Painting Light in Oils || Peter Wileman

Books on oil painting are always thin on the ground, so a new one is to be welcomed; all the more so when you get one that combines the analytical approach that characterises a lot of Batsford books with a handy selection of step-by-step demonstrations into the bargain. In both approaches, Peter Wileman offers a lot of painting wisdom and the fact that he paints in a surprisingly wide variety of styles will widen the appeal of what he has to say.

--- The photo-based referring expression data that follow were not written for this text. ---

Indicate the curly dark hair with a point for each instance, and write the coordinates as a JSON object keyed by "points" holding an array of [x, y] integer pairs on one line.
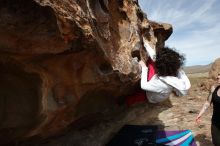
{"points": [[168, 62]]}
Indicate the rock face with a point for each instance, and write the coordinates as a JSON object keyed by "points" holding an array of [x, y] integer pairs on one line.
{"points": [[61, 60], [215, 69]]}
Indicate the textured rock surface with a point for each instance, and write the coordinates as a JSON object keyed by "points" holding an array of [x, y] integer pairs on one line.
{"points": [[215, 69], [61, 60]]}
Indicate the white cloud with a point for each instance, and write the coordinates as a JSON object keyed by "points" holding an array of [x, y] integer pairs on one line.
{"points": [[196, 26]]}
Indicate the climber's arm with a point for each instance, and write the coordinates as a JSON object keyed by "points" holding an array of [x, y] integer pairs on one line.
{"points": [[206, 104], [151, 52]]}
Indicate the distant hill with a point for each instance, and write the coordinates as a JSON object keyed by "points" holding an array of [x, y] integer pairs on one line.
{"points": [[197, 69]]}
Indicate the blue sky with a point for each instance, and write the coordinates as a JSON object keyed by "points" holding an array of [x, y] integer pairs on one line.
{"points": [[196, 26]]}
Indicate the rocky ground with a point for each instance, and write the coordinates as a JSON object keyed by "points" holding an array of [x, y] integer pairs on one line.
{"points": [[178, 113]]}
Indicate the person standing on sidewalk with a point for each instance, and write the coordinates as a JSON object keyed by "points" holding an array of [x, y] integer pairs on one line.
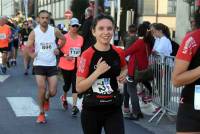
{"points": [[43, 38], [68, 63], [5, 34], [187, 73], [100, 69]]}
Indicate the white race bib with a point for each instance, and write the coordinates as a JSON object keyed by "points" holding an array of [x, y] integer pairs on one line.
{"points": [[2, 36], [46, 47], [74, 51], [197, 97], [25, 43], [102, 86]]}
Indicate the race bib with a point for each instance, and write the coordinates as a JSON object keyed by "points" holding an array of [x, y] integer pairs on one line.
{"points": [[45, 47], [2, 36], [25, 43], [102, 86], [74, 51], [197, 97]]}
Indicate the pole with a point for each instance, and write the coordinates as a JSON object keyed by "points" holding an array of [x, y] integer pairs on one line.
{"points": [[112, 13], [96, 7], [1, 8], [118, 12], [156, 11]]}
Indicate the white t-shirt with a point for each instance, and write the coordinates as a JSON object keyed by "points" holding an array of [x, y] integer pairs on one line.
{"points": [[44, 47], [163, 46]]}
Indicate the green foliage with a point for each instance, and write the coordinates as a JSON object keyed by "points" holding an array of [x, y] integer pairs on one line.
{"points": [[78, 8]]}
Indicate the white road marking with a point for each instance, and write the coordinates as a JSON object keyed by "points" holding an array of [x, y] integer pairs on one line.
{"points": [[3, 77], [23, 106]]}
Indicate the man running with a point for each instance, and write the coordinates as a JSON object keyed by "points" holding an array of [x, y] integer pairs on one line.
{"points": [[5, 34], [43, 38]]}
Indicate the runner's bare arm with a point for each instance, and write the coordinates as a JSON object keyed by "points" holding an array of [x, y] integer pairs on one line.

Overall, the book has a logical progression from the customary introduction to materials and techniques (one day, could someone just say, “I use paint and brushes, just like everyone else” and leave it at that?), through subject selection and the different effects of light, to the practical aspects of outdoor painting as well as studio practice. Light, of course, is the centrepiece of the book and Peter is particularly sound on how light varies according to weather, time of day and season, what to look for and the various ways of capturing its effects. Much of this is the sort of thing that seems obvious until someone explains it and there are a lot of “oh, yes” moments here.

If I have a complaint it’s that several of the illustrations appear to have been reproduced from 35mm transparencies or less than totally high resolution digital images. This is always a problem when the author has sold their work and is relying on their own records and there’s nothing anyone can do about it, but there are several places when I found myself yearning for just a bit more detail in some of the paintings.